The room order that keeps you sane
Work from least emotional to most emotional. Early wins in the easy rooms build the momentum and confidence you'll need for the harder ones. A reliable order for many people:
- Bathrooms and linen closets. Quick, mostly disposable. Easy wins to get you started.
- Kitchen. Almost always quick, easy decisions, with low emotional impact. Clears fast, feels productive, and the progress is very visible.
- Living room, dining room, guest rooms. Furniture, electronics, and decor. Fewer items than other rooms, so they go fairly quickly.
- Garage, basement, and storage areas. Now we're in the groove and can start tackling the more challenging areas. These rooms take longer because they generally contain a lot of items and are poorly organized. But, on a positive note, there's usually a lot of good resale value here. (Think tools, exercise equipment, bicycles). A great place to build momentum.
- The primary bedroom. Usually takes a lot longer because of the emotional connections in this more personal space. Jewelry and keepsakes often live here, so be prepared to slow down and work carefully.
- Photos, documents, and keepsakes. Always last. This is the slowest, most emotional category, and you'll handle it far better once the rest of the house is done.
What to do in each room
Clear enough space to make piles for the following categories:
- Keep
- Share
- Sell
- Donate
- Recycle
- Trash
To keep things straight, and to make sure that no one else "messes up" your work, it helps to actually take a piece of paper and make a sign for each category.

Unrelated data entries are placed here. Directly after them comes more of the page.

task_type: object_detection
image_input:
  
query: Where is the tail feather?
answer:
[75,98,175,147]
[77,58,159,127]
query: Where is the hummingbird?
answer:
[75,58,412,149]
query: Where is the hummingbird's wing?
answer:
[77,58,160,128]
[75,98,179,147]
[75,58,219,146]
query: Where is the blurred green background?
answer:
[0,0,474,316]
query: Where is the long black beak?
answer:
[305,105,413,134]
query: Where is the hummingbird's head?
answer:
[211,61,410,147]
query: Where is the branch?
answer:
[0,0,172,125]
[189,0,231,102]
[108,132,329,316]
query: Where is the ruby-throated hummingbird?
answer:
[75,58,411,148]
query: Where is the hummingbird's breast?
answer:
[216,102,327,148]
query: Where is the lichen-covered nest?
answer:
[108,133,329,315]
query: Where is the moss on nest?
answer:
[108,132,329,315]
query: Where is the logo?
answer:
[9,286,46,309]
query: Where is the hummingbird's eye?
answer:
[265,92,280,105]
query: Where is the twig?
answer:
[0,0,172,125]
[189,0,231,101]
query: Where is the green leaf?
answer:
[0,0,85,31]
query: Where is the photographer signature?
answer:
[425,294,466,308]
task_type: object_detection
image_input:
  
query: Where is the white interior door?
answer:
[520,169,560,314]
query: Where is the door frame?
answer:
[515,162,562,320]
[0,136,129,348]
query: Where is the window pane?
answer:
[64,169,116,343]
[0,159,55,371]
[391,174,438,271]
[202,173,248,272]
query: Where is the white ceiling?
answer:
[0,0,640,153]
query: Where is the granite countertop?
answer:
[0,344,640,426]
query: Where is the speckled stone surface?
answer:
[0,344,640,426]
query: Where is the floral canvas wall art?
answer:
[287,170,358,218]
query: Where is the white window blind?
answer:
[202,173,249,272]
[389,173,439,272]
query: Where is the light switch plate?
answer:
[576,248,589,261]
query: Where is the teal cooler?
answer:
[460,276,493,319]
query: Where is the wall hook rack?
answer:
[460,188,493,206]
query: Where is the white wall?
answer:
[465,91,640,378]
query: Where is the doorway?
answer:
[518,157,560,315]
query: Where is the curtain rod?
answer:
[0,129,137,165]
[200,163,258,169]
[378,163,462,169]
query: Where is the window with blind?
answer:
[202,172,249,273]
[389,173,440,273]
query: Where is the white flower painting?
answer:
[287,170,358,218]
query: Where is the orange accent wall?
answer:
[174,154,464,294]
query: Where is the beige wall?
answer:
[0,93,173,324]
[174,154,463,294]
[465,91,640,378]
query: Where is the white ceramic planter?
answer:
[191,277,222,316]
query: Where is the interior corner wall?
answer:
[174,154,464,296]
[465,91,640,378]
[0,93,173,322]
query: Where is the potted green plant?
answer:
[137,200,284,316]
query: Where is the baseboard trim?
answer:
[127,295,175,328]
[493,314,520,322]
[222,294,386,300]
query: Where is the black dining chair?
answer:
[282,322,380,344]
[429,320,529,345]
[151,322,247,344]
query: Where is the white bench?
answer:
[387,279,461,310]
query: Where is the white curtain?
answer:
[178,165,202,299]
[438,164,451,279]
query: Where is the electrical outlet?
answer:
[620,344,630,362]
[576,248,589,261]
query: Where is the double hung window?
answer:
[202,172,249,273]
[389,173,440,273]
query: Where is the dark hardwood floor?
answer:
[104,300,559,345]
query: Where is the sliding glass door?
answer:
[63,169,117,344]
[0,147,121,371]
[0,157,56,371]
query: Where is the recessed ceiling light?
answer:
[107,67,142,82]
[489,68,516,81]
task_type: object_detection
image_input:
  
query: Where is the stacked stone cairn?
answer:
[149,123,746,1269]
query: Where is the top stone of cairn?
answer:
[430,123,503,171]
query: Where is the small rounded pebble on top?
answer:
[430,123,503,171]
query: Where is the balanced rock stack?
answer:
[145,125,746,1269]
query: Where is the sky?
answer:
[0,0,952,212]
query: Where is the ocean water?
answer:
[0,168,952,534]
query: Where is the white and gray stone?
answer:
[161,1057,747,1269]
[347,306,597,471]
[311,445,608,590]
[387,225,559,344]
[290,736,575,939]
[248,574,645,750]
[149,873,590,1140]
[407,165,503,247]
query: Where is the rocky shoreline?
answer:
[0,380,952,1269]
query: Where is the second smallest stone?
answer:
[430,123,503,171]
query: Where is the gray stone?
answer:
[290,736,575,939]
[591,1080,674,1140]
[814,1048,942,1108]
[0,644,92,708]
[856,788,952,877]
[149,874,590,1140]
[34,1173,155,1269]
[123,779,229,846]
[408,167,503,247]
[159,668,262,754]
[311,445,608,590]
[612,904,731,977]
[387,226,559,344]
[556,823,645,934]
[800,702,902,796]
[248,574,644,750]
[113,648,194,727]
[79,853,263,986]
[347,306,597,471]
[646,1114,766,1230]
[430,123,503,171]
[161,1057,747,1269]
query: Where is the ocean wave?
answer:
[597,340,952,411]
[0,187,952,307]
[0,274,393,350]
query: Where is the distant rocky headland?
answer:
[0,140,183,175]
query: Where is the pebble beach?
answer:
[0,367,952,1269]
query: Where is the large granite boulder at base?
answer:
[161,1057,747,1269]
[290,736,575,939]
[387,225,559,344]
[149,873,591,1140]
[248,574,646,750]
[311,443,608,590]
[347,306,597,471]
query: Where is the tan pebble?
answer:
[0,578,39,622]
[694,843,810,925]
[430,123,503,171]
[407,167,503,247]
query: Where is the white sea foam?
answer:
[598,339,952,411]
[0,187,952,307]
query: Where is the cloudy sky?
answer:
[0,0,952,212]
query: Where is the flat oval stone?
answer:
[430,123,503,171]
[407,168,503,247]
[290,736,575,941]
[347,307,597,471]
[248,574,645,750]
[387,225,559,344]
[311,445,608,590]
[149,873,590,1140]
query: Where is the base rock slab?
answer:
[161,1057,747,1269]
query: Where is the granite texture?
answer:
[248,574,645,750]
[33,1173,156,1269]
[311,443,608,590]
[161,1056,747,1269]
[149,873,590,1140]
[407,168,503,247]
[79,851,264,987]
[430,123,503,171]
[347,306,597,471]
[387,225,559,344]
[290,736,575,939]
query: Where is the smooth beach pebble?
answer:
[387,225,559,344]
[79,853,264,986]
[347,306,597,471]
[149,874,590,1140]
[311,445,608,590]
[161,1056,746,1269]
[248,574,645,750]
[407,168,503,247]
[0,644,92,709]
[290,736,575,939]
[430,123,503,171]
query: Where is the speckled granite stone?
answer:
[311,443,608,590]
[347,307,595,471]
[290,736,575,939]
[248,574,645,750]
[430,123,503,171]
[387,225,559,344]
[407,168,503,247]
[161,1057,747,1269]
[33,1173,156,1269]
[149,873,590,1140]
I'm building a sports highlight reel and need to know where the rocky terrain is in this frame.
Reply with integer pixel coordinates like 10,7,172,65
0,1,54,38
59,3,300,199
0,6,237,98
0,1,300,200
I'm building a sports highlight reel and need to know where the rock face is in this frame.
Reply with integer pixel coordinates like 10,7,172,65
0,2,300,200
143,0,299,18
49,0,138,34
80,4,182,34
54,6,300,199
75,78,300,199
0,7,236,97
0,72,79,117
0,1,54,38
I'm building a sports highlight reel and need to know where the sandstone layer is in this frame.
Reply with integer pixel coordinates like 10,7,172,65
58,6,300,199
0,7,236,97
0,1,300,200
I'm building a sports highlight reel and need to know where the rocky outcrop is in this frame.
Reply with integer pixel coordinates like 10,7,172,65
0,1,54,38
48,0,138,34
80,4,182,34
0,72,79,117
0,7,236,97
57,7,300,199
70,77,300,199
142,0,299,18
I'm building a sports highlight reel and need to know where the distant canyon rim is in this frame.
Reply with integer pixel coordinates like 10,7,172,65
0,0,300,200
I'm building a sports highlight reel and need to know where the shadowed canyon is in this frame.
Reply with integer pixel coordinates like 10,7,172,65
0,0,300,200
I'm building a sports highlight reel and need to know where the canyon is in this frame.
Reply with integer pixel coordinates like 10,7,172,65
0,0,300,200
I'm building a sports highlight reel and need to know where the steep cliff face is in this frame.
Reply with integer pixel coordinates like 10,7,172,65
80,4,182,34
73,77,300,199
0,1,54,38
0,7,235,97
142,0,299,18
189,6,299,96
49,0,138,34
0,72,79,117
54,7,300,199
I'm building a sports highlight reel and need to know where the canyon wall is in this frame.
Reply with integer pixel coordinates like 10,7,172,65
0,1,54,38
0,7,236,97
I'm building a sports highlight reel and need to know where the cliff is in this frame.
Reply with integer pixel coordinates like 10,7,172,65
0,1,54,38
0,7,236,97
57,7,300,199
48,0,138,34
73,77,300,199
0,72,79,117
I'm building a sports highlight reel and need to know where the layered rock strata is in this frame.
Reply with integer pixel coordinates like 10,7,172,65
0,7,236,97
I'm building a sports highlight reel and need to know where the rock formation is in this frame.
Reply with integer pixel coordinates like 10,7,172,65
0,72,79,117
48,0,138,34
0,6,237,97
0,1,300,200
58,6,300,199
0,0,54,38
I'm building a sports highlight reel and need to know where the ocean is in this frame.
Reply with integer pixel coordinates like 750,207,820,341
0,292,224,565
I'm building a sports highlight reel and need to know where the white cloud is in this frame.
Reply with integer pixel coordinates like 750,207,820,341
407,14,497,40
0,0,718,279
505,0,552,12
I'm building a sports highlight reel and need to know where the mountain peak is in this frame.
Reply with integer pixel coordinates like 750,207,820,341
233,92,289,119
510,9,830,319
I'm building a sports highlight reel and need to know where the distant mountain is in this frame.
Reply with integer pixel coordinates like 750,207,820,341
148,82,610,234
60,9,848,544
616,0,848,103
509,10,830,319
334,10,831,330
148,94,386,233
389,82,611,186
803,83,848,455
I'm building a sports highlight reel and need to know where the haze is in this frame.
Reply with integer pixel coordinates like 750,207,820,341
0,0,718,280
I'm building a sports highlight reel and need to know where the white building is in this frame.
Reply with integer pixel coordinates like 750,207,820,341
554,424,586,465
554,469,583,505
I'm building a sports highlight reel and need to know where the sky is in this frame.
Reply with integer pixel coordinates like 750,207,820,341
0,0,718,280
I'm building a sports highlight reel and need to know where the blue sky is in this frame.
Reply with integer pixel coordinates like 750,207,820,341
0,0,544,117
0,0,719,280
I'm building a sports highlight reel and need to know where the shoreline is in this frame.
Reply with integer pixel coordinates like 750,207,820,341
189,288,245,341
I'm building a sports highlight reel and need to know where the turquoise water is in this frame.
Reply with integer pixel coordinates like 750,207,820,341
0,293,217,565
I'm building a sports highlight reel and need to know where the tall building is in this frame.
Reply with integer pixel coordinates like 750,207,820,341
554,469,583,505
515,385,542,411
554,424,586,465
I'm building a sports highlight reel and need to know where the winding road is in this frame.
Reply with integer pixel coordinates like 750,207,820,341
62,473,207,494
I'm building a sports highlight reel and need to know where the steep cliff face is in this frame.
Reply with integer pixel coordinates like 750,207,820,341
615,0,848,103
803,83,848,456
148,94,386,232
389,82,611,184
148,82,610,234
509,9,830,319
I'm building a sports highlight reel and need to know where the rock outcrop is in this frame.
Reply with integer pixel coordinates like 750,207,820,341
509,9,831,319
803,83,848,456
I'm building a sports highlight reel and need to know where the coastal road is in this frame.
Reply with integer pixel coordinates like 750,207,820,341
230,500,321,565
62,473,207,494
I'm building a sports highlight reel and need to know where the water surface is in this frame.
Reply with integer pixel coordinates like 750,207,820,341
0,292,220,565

Not sure if something is actually worth selling? Or if charities in your area will accept it as a donation? A tool like Aveho helps with exactly that problem. Just snap a quick pic of the item and it will immediately provide just that kind of feedback.
Some tips on what to look for, room by room
A few specifics from years of valuing household contents, so you know where to slow down:
- Garage and basement. Usually a lot of value here. Quality hand and power tools, exercise equipment, bikes, camping and sports equipment. These all have solid resale value and are easy to sell.
- Kitchen. Most of it's low-value, but watch for quality cookware (Le Creuset, All-Clad, Ruffoni), cast iron pieces, and high-quality small appliances. Formal china and crystal sets are beautiful, but unfortunately demand for them is very low right now and they're usually hard to sell.
- Living and dining rooms. Traditional dark wood furniture sells for far less than people expect. But clean-lined mid-century pieces are highly sought after.
- Bedrooms. Make sure to identify all the jewelry and precious metals here. That's usually the most valuable thing in the bedroom. Most clothing is a donation, not a sale. But there's a strong resale market for designer brands (Gucci, Louis Vuitton, Hermes, Dior).
- Office and files. Keep legal and financial documents, shred anything sensitive, and digitize photos so more than one person can keep the memory. A recent computer, within the last 5 years, likely has some value. Anything older will probably need to be recycled.
- Attic and closets. Full of surprises! Don't rush the last dusty corners.
If you want to go deeper on what's actually worth selling, we walk through it in how to value belongings without an appraiser.
Final step: Don't skip the "pocket check"!
Before anything leaves the house, do a double-check search for hidden valuables. Older family members in particular often tuck away cash, jewelry, and important papers in surprising places: inside books, envelopes, coat pockets, freezers, and the backs of drawers. Look for important documents (wills, titles, insurance policies, tax records), safe-deposit and house keys, savings bonds, medications that need proper disposal. Look around the house for places you could hide things, and then assume there's something there.